Vasquez and two co-defendants, Joel Perez and Carlos Cruz, were arrested in Arlington Heights, Illinois, following a
failed cocaine transaction. The day's events started in the parking lot of a Shell gas station, moved to a nearby parking lot at a Denny's Restaurant, and finally to the shared parking lot of a Walmart and McDonald's. The deal that flopped began several days earlier when Perez contacted Cruz about obtaining a kilogram of cocaine. Cruz then called Alejandro Diaz, whom he knew to be involved in cocaine deals. Cruz, however, didn't know that Diaz was cooperating with law enforcement agents. Cruz, Perez, and Diaz arranged for a deal to go down in Arlington Heights on August 5, 2008.
On the day that it all came tumbling down, Cruz and Perez, with Cruz driving, went to the Shell station for the deal. There, they met Diaz who instructed them to follow him to another location to get the cocaine. Instead, Perez walked to the Denny's parking lot next door where Vasquez was waiting for him in a black Bonneville. Perez slid into the passenger seat of the car and called Cruz on a cell phone telling him that he was not willing to follow Diaz; he wanted to complete the deal at the current location. Cruz then went to the Denny's lot where he was introduced to Vasquez. Shortly thereafter, Diaz called Cruz to find out why they were not following him. Cruz told Diaz that Perez wanted to complete the deal in the parking lot. Perez told Cruz to tell Diaz that "we got the money here." Vasquez repeated the statement, "tell him we got the money here." Cruz hung up with the understanding that Diaz was returning to complete the deal.

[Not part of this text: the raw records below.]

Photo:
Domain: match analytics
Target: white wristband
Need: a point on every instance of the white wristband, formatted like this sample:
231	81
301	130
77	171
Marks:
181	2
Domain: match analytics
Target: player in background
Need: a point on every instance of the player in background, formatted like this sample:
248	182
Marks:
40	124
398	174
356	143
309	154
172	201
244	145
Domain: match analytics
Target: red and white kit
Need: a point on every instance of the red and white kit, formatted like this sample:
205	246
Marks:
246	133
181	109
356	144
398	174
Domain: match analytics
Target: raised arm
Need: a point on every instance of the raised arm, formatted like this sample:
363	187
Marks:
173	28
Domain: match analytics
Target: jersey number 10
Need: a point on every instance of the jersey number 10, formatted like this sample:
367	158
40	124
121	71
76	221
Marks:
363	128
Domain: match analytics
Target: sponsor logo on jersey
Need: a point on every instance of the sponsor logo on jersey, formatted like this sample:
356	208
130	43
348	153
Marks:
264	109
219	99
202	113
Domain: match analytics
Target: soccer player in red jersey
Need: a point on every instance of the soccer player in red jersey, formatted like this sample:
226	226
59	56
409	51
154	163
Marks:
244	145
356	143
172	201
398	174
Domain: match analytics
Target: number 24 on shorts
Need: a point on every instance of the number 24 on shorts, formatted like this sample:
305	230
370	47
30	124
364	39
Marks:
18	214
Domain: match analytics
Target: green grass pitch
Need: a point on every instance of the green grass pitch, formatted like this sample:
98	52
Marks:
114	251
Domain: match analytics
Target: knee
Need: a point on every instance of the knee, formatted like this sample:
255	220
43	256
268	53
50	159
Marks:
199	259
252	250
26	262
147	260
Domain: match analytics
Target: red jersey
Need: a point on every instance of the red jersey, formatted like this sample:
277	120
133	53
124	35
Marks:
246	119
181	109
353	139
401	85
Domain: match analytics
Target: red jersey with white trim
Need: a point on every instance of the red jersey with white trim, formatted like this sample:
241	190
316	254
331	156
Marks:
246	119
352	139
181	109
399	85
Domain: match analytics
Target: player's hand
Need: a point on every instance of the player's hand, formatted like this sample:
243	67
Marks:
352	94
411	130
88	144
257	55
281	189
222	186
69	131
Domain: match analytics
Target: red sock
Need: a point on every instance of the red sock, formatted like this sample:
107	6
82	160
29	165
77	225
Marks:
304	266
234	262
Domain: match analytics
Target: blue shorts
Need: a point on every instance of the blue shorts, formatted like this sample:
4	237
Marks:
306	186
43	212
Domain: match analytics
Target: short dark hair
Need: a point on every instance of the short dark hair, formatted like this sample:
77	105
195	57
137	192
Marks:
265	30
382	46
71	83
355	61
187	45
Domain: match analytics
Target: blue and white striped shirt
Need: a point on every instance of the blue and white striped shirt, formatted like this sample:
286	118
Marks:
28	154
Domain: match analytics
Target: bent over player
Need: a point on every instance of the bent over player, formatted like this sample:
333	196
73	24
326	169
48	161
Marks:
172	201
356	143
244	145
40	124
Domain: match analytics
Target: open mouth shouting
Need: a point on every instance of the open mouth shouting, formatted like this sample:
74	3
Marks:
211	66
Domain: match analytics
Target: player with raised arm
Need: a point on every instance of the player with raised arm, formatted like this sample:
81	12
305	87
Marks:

Several minutes later, and after Diaz contacted his handler, DEA Agent James Chupik, law enforcement agents surrounded the parking lot and approached the Bonneville to arrest Cruz, Perez, and Vasquez. In addition to several unmarked cars, six officers approached the Bonneville on foot. As the officers approached, Cruz, who was outside of the car, raised his hands in surrender. Vasquez's reaction was not nearly as submissive. He put the Bonneville in reverse, striking two Arlington Heights police cars. He then shifted gears and headed for the exit. Agent Chupik moved in front of the Bonneville, pointed his gun at Vasquez, and commanded him to stop. But Vasquez showed no signs of stopping so Agent Chupik jumped out of the way as the Bonneville sped out of the parking lot heading west onto the eastbound lanes of Algonquin Road.
A few minutes later, police located the Bonneville abandoned in a nearby Walmart parking lot. A bystander told the police he saw two men run from the vehicle toward a McDonald's. An Arlington Heights detective pursued Vasquez and Perez as they ran through the kitchen of the McDonald's and then out the back door.
At that point, Vasquez and Perez split up, each running in a different direction. But the chase was short lived—they were quickly apprehended by Arlington Heights police. The police found a cell phone on Vasquez, and two cell phones on the ground near Perez. Phone records showed that there were calls between Vasquez and both of Perez's phones the day before and the day of the arrest.